O dia comecou cedo. Acordei ao primeiro som do despertador, calma, já tinha deixado tudo preparado de véspera. Tomei o último banhinho quente das próximas semanas... vai estar calor Rita, nem vais notar, é um país tropical. Despedi-me da Cuca e do Lucky... e trouxe o olhar deles no meu. Nao vou sozinha, pensei. Mochila às costas, a cidade do Porto choraminga na minha partida, bela despedida. Aeroporto... o beijo, o abraco quente, o sorriso terno e mais um olhar roubado, trouxe-o comigo. Nao vou sozinha. Os olhos húmidos, esses ninguém os viu. O soluco calado, esse ninguém o ouviu. Trouxe-o comigo.
Vôo atrasado uma hora... bonito, vou mesmo ficar sem mochila! Aguardo pacientemente, afinal é suposto ser uma pausa relaxante nesta rotina que é a vida, nao vou stressar já. Perna cruzada, O Público na mao, ninguém me segura. O vôo corria sem incidentes até comecarem a servir o "desayuno", peco delicadamente café, e a hospedeira diz-me, qual cena digna do Aeroplano, que nao há café! Bom, aí comecei-me a passar. Aterramos em Barajas, Madrid, tinha 15 minutos para apanhar o aviao para S. José, nao fazia ideia onde era o terminal, nao havia uma alma da Iberia para dar informacoes. Consegui furar até ao balcao das informacoes e saber o que queria. Sempre em frente, desce um elevador, apanha o metro e depois sobe outro elevador e anda mais uns minutos e é lá... isto tudo em 15 minutos! Mariana, agora sim percebo o que querias dizer com vôo corrido... o que eu corri por aquele aeroporto fora! As únicas paragens que fiz foi para confirmar que ia na direccao certa. "Chica, vas ter que correr mucho!" Que animador, só pensava em torcer o pescoco à "chica" da Iberia que me fosse dizer que nao tinha apanhado o aviao. Felizmente, um mal nunca vem só, e a Iberia é incompetente ao ponto de ter todos os avioes atrasados. Ora, o meu vôo estava atrasado 45 minutos, a minha correria tinha sido em vao. Acabamos por partir uma hora e um quarto depois do previsto. Sentei-me e tentei relaxar... O vôo durou 10 horas, passei fome e enjoei nos últimos 45 minutos. Pronto, aterramos, está feito, já nada pode correr mal.
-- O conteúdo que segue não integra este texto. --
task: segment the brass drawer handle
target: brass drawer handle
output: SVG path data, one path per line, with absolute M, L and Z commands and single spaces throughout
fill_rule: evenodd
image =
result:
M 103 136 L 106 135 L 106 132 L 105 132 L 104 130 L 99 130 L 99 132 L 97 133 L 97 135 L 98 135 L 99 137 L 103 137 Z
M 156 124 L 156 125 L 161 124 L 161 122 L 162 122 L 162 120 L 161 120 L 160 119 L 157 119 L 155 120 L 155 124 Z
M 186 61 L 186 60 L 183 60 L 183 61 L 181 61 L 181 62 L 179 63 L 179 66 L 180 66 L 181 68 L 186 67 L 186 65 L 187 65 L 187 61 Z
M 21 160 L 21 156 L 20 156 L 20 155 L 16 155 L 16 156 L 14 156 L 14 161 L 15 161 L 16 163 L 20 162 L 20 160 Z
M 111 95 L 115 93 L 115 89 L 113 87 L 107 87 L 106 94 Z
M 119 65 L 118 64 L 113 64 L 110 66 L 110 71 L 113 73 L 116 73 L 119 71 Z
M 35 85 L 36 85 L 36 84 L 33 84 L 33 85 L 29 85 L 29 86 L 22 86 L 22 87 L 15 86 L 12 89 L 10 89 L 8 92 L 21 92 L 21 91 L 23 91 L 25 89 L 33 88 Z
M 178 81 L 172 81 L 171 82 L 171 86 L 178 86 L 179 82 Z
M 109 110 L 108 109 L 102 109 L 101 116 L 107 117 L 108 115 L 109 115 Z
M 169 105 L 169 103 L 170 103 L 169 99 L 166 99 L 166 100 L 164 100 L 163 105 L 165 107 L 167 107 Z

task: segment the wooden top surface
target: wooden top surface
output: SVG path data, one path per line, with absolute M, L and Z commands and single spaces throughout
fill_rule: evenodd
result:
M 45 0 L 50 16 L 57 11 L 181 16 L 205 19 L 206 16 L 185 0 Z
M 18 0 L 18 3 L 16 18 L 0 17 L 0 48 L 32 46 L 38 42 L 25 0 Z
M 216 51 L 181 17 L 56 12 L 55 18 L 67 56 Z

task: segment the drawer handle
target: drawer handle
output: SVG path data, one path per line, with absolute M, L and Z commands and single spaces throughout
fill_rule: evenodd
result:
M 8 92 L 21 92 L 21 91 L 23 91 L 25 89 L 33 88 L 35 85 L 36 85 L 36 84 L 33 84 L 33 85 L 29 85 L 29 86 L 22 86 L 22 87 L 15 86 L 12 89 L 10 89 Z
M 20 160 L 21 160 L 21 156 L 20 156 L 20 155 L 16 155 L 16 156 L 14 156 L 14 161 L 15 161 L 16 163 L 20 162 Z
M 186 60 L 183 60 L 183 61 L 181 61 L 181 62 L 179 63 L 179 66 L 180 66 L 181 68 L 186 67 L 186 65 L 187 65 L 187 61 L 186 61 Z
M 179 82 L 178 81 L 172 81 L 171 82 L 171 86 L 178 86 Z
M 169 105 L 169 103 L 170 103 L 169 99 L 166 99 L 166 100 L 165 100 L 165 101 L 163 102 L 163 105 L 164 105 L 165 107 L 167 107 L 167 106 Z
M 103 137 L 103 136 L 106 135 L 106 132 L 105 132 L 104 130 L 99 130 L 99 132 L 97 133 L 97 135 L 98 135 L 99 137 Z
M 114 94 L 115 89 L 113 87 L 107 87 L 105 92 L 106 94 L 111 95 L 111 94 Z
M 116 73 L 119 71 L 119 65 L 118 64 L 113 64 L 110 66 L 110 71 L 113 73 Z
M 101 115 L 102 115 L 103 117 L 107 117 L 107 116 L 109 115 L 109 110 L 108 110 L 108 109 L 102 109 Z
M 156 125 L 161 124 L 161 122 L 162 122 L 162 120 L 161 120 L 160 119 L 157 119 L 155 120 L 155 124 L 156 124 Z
A mochila chegou, nem 3 minutos esperei, está a correr bem de facto. Passo pelo controlo de passaportes, mais um controle da bagagem, nothing to declare e pronto, vamos lá procurar uma placa com os dizeres que me identificam. De óculos, olhos a piscar, mas de placa com o meu nome nem sinal. Ai o carago! Vou olhar outra vez... dezenas de taxistas a abordarem toda a gente, a mim inclusivé, até que um mais simpático e com vontade de ajudar pergunta se procuro alguém. E eu lá lhe disse que sim, que procurava tal tal, que ia ficar no Hostel Pangea. E ele disse, eu trabalho para esse Hostel e mandaram-me vir buscar uma pessoa... falei com a recepcao do Hostel e de facto o meu nome estava já marcado como hóspede. Muito bem, vamos lá. E assim foi, tudo certinho, o meu coordenador estava lá à minha espera. Cheguei cansada como tudo, com dores de cabeca, só queria dormir... mas ainda eram 5 horas da tarde em S. José, muito barulho nos corredores, pessoas a entrar e a sair da camarata... adormeci por voltas das sete, embora nao tivesse sido um sono sem interrupcoes soube muito bem. Claro que acordei de madrugada... eram 4 da manha locais e eu já desperta. Deixei-me a ronronar na cama, que bom.